In Nichtgebrauchsstellung, also dann, wenn kein Standrohr in die Bodenhülse 1 eingesteckt
ist, kann diese mit einem Deckel 8 abgedeckt werden, der sich dann auf dem Kragen
7 abstützt.
[0024] Zur Festlegung des Deckels 8 weist der Kragen zum einen einen Stift 17 auf, der in
eine Öffnung 19 in der Aufkantung eines Kragens 7 einsteckbar ist. Weiter ist der
Deckel 8 mit einer Exzenterscheibe 15 versehen, die mit Hilfe eines Werkzeuges, das
in eine Werkzeugaufnahme 18 eingreift, in einer Wand der Bodenhülse 1 vorgesehenen
Schlitz 16 einschwenkbar ist.
Auf diese Art und Weise ist der Deckel 8 fest arretiert.
[0025] Bei dessen Nichtgebrauch kann er in einer außerhalb des Aufnahmeraumes für das Standrohr
2,3,4 der Bodenhülse gebildeten Kammer 13 verstaut werden.
Bezugszeichenliste
[0026]
1 Bodenhülse
2 Standrohr
3 Standrohr
4 Standrohr
5 polygone Seite
6 Zwischenwand
7 Kragen
8 Deckel
9 Nut
10 Feder
11 Steg
12 Längsnut
13 Kammer
14 Anlage
15 Exzenterscheibe
16 Schlitz
17 Stift
18 Werkzeugaufnahme
19 Öffnung
1. Bodenhülse zur Aufnahme eines zu einem Sportgerät gehörenden Standrohres, das
in Gebrauchsstellung zumindest teilweise an der Wandung der Bodenhülse anliegt, dadurch gekennzeichnet, daß der innere Umfang der Bodenhülse (1) teilweise polygonartig ausgebildet ist
und daß der polygonartigen Seite (5) gegenüberliegend eine gegenüber dieser abstandsveränderbar
in die Bodenhülse (1) einschiebbare Zwischenwand (6) vorgesehen ist.
2. Bodenhülse nach Anspruch 1, dadurch gekennzeichnet, daß die polygonartige Seite
(5) symmetrisch ausgebildet ist.
3. Bodenhülse nach Anspruch 1 oder 2, dadurch gekennzeichnet, daß die polygonartige
Seite (5) vier stumpfwinklig zueinander verlaufende Schrägen aufweist.
4. Bodenhülse nach Anspruch 1, dadurch gekennzeichnet, daß die Zwischenwand (6) im
Querschnitt unterschiedlich geformte Breitseiten aufweist.

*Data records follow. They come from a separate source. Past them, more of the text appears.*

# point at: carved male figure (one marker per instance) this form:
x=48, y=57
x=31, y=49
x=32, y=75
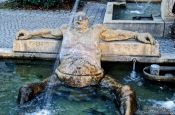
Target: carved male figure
x=80, y=56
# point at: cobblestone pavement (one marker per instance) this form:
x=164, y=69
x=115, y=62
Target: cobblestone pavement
x=12, y=21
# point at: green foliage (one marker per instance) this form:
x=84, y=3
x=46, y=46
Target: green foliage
x=40, y=3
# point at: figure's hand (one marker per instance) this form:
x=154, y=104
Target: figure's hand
x=146, y=38
x=23, y=35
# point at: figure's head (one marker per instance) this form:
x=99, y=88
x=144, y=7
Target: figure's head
x=81, y=21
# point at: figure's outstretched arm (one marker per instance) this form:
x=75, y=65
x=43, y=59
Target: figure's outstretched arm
x=117, y=35
x=44, y=33
x=30, y=91
x=123, y=93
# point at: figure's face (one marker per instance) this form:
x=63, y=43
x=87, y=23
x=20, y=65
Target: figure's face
x=81, y=22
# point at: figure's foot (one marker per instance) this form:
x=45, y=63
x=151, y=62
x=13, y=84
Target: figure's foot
x=28, y=92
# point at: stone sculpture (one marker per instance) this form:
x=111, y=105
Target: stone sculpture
x=80, y=58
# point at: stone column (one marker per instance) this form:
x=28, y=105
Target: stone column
x=166, y=10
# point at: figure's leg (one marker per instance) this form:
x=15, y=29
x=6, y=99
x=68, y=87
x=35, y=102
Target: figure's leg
x=123, y=94
x=28, y=92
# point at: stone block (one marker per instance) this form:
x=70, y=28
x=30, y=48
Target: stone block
x=129, y=48
x=51, y=46
x=167, y=30
x=166, y=10
x=154, y=27
x=143, y=0
x=37, y=45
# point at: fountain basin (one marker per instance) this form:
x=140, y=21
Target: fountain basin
x=152, y=24
x=15, y=73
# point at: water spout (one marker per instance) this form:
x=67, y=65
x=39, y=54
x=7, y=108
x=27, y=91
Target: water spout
x=133, y=74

5. Bodenhülse nach Anspruch 4, dadurch gekennzeichnet, daß eine Breitseite einen in
Längsrichtung verlaufenden Steg (11) und die andere Breitseite eine konvexe Ausformung
aufweist.
6. Bodenhülse nach Anspruch 1, dadurch gekennzeichnet, daß in jeder der parallel zueinander
verlaufenden, gegenüberliegenden Seitenwände mehrere, parallel und mit Ab stand
zueinander verlaufende Nuten (9) vorgesehen sind, wobei die Nuten (9) der einen Seitenwand
genau gegenüber den Nuten (9) der anderen Seitenwand (liegen.

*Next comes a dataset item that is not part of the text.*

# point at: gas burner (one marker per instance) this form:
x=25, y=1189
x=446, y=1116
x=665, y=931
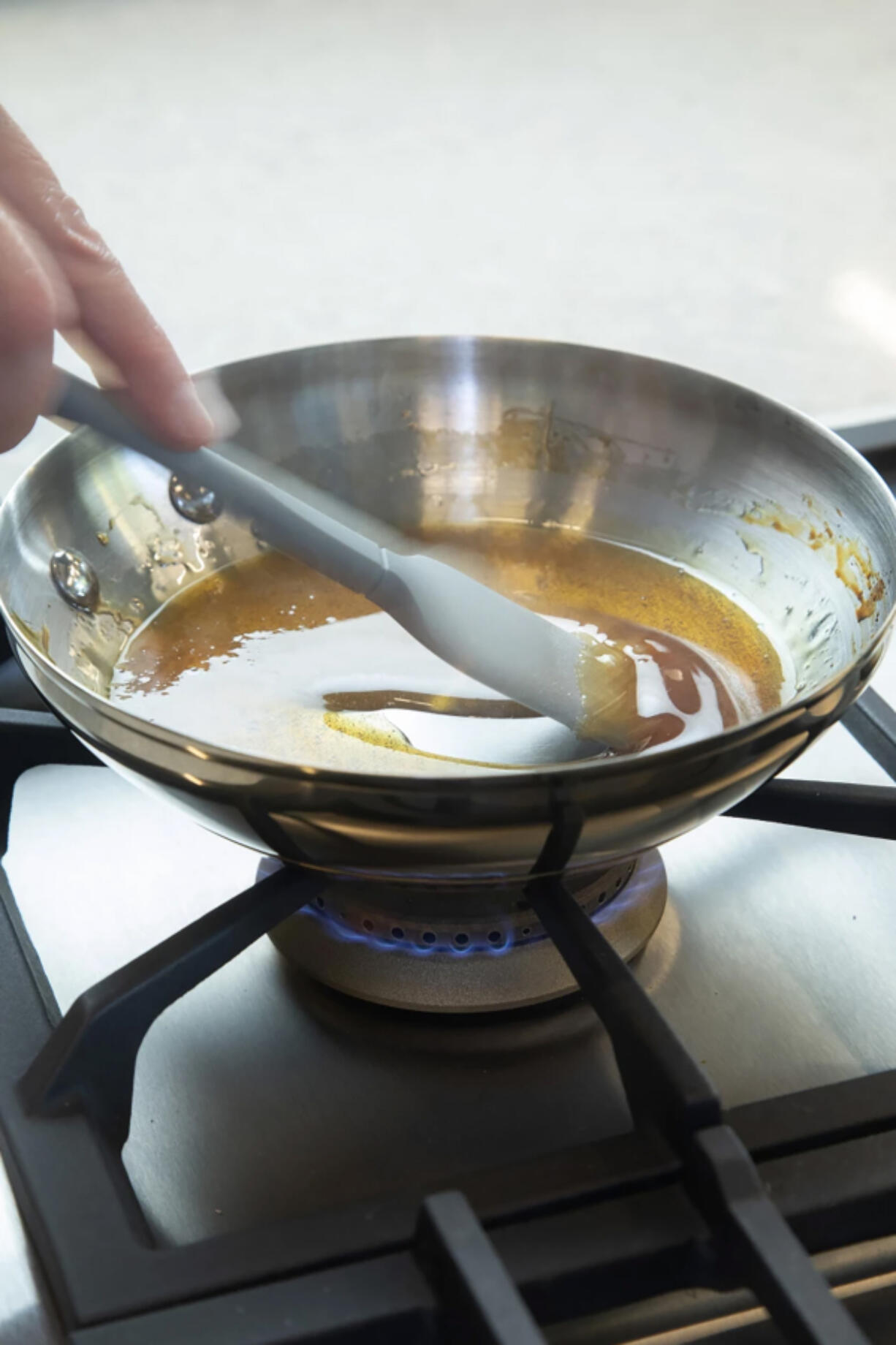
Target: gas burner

7. Bodenhülse nach Anspruch 1 oder 6, dadurch gekennzeichnet, daß die Zwischenwand
(6) mit Federn (10) versehen sind, die in den Nuten (9) führbar sind.
8. Bodenhülse nach Anspruch 1, bei der ein Deckel vorgesehen ist, mit dem diese in
Nichtgebrauchsstellung abdeckbar ist, dadurch gekennzeichnet, daß an der Oberseite
der Bodenhülse (1), im wesentlichen dem Umfang entsprechend, ein Kragen (7) vorgesehen
ist, auf dem der Deckel (8) aufliegt.
9. Bodenhülse nach Anspruch 8, dadurch gekennzeichnet, daß der Kragen (7) eine umlaufende
Aufkantung aufweist.
10. Bodenhülse nach Anspruch 8 oder 9, dadurch gekennzeichnet, daß am Kragen (7)
ein Stift (17) angeordnet ist, der in eine Öffnung (19) der Aufkantung des Kragens
(7) einsteckbar ist.
11. Bodenhülse nach einem der Ansprüche 8 bis 10, dadurch gekennzeichnet, daß auf
der dem Stift (17) abgewandten Unterseite des Deckels (8) eine Exzenterscheibe (15)
vorgesehen ist, die in Gebrauchsstellung des Deckels (8) in einen in der Bodenhülse
(1) vorgesehenen Schlitz (16) eindrehbar ist.
12. Bodenhülse nach einem der Ansprüche 1 bis 11, dadurch gekennzeichnet, daß zwischen
der der polygonen Seite (5) der Bodenhülse (1) gegenüberliegenden Seite und der Zwischenwand
(6) eine Kammer (13) gebildet ist, in der der Deckel (8) verstaubar ist.